• A procedure is a named set of instructions that can take in parameters and return values.

    • May be called "method" or "function" in different programming languages.
  • Parameters are independent variables used in the procedure to produce a result. It allows a procedure to execute without initially knowing specific input values.

  • Procedures can be classified as sequencing, selection, and iteration.
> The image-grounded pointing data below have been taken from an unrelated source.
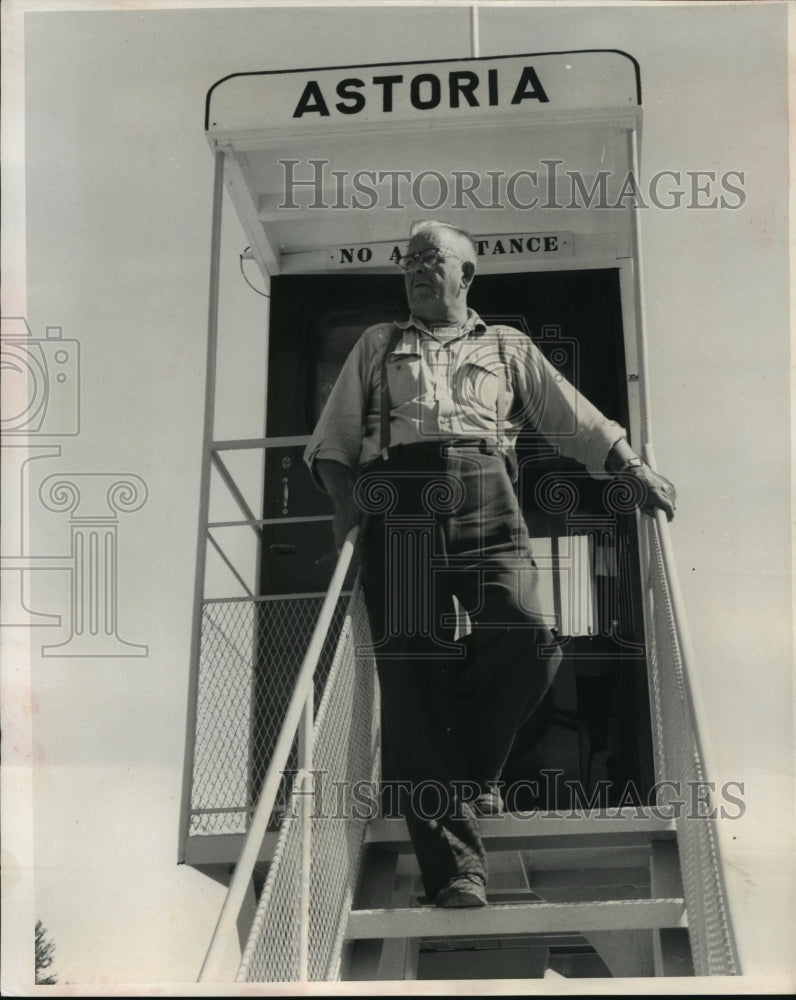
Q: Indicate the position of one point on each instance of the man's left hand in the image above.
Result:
(658, 492)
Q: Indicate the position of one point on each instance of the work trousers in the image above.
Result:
(443, 521)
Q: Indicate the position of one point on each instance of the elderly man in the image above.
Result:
(418, 436)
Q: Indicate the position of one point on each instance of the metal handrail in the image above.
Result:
(299, 716)
(699, 716)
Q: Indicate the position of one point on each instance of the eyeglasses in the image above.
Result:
(428, 258)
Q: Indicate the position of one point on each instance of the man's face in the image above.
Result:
(435, 291)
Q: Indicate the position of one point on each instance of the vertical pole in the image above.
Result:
(307, 781)
(204, 499)
(474, 30)
(638, 274)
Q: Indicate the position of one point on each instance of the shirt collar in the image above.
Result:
(473, 324)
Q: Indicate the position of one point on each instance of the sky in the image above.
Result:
(106, 208)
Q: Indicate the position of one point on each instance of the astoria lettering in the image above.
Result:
(424, 91)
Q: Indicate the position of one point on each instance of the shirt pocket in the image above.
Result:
(476, 387)
(404, 378)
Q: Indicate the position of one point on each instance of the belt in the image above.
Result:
(443, 447)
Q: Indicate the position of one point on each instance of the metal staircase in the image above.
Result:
(593, 893)
(579, 893)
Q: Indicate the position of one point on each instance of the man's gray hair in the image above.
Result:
(435, 224)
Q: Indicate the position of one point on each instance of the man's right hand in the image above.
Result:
(339, 482)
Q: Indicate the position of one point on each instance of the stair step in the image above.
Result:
(517, 918)
(542, 831)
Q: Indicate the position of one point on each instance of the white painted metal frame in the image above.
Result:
(298, 717)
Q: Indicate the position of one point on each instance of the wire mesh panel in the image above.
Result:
(345, 760)
(679, 761)
(250, 656)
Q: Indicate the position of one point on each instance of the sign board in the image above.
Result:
(395, 93)
(501, 246)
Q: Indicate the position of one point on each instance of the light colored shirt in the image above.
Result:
(482, 382)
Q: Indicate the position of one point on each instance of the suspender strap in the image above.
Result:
(500, 417)
(385, 401)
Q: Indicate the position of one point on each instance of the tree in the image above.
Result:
(45, 950)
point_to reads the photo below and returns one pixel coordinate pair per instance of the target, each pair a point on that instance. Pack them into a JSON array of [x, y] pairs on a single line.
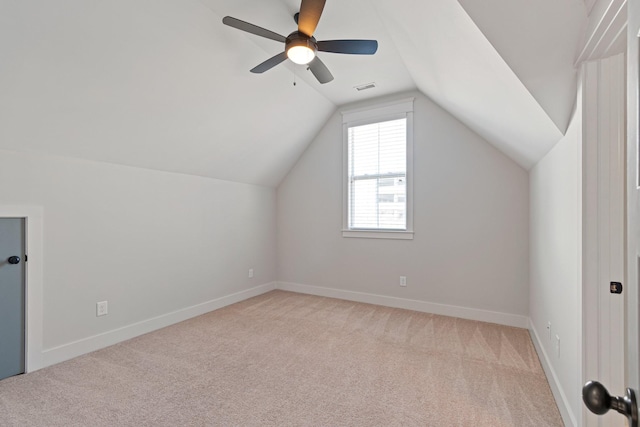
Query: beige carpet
[[284, 359]]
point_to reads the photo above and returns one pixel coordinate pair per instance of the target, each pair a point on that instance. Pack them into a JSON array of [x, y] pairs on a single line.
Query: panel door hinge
[[615, 288]]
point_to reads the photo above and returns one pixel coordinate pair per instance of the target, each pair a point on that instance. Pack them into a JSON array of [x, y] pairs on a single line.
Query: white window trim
[[367, 115]]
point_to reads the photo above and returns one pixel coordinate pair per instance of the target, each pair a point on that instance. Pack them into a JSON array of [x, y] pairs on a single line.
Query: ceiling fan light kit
[[300, 46]]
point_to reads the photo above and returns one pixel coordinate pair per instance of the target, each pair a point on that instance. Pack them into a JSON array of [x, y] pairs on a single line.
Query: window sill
[[378, 234]]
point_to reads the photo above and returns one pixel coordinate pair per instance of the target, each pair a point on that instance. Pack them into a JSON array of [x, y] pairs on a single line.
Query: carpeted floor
[[286, 359]]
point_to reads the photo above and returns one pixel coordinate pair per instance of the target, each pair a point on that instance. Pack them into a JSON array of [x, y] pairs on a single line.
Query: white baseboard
[[409, 304], [568, 417], [68, 351]]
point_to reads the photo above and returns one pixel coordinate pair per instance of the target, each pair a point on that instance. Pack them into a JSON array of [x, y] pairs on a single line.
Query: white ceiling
[[163, 84]]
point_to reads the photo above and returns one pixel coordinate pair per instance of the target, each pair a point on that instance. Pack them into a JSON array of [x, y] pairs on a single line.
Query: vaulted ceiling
[[163, 84]]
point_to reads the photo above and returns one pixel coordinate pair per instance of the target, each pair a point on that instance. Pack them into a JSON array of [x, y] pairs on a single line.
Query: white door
[[12, 297], [595, 395]]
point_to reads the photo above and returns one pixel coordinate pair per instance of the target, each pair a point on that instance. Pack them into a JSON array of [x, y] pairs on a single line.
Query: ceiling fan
[[300, 46]]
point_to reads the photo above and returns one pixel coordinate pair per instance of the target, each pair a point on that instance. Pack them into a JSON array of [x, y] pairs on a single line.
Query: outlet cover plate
[[102, 308]]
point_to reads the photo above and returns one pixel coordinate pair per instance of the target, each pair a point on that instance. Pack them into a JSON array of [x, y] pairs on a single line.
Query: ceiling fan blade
[[253, 29], [310, 12], [320, 70], [354, 47], [269, 63]]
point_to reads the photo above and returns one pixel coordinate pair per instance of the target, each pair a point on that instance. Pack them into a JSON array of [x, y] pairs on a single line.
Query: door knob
[[599, 401]]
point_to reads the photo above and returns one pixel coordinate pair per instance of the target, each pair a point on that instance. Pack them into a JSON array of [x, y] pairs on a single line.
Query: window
[[377, 171]]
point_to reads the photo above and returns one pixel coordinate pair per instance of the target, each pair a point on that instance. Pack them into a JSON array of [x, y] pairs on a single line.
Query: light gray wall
[[149, 242], [556, 247], [471, 222]]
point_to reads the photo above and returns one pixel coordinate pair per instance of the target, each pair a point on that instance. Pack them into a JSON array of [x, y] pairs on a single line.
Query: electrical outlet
[[102, 308], [549, 330]]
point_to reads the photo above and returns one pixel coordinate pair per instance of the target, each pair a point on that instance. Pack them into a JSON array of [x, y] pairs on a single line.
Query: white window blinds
[[377, 175]]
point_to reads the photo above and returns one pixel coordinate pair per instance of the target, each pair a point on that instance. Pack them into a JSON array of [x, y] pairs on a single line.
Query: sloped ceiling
[[163, 84]]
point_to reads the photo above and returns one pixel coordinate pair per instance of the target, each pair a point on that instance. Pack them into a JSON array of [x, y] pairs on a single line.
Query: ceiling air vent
[[365, 86]]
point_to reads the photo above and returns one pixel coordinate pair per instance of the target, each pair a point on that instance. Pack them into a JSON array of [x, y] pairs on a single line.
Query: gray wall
[[149, 242], [556, 247], [471, 222]]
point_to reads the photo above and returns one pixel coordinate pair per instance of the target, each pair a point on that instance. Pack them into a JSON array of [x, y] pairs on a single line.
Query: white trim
[[560, 396], [603, 35], [402, 108], [70, 350], [33, 216], [506, 319], [378, 234], [364, 114]]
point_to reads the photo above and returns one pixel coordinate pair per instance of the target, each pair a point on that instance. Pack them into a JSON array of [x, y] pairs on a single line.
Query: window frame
[[368, 115]]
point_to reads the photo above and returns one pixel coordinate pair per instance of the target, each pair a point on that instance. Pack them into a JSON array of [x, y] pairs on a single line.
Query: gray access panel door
[[12, 296]]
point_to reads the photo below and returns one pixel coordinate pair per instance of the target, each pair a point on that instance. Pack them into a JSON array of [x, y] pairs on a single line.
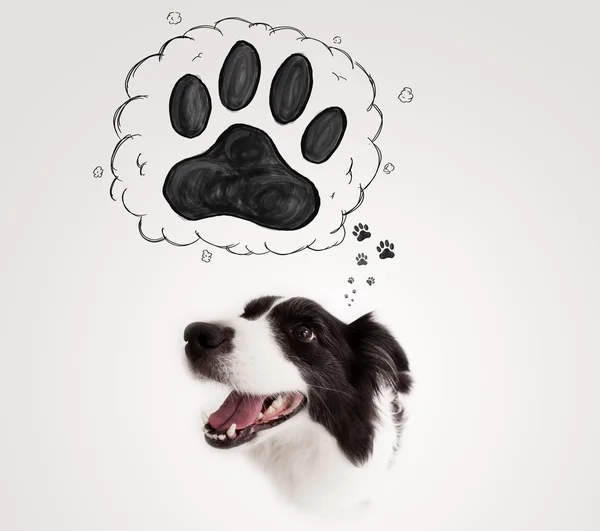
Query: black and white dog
[[316, 401]]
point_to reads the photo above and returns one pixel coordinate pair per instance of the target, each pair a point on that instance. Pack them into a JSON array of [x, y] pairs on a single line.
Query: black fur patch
[[344, 367]]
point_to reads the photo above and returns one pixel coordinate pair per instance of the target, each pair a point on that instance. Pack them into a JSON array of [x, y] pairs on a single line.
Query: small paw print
[[406, 95], [386, 249], [361, 232], [361, 259]]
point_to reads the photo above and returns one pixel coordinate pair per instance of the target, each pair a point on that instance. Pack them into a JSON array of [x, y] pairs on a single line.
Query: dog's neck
[[307, 466]]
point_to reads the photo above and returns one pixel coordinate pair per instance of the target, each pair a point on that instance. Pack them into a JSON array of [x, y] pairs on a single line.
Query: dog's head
[[287, 357]]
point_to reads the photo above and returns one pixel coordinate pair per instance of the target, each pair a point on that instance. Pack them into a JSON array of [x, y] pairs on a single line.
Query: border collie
[[315, 401]]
How?

x = 5
y = 3

def multiply(x, y):
    product = x * y
    return product

answer = multiply(x, y)
print("The product of", x, "times", y, "is", answer)
The product of 5 times 3 is 15

In this case, above in the code, multiply() is what is called the procedure because it is what performes the function and x and y are the parameters because they are the variable being used by the procedures.

num = 5
def math(x):
    op1 = x * 2
    op2 = op1 - 9
    return op2

Return calls back the procedure output and makes sure that the program keeps running

def function(first_name, last_name):
   print(first_name + " " + last_name)

function("Peter","Parker")
function("Safin", "Singh")
Peter Parker
Safin Singh

It is kind of like a more complicated version of printing parameters and in this way, you don't have to assign a variable to the value.

import math

values = [4, 9, 16, 25, 36, 49]

squareroots = [math.sqrt(number) for number in values]

print("The Original Values:\n", values)
print("The Square Root Values:\n", squareroots)
The Original Values:
 [4, 9, 16, 25, 36, 49]
The Square Root Values:
 [2.0, 3.0, 4.0, 5.0, 6.0, 7.0]

This is a way to efficiently take the square root of multiple values at once instead of writing seperate code for each of them and I thought that was really cool and saved a lot of time.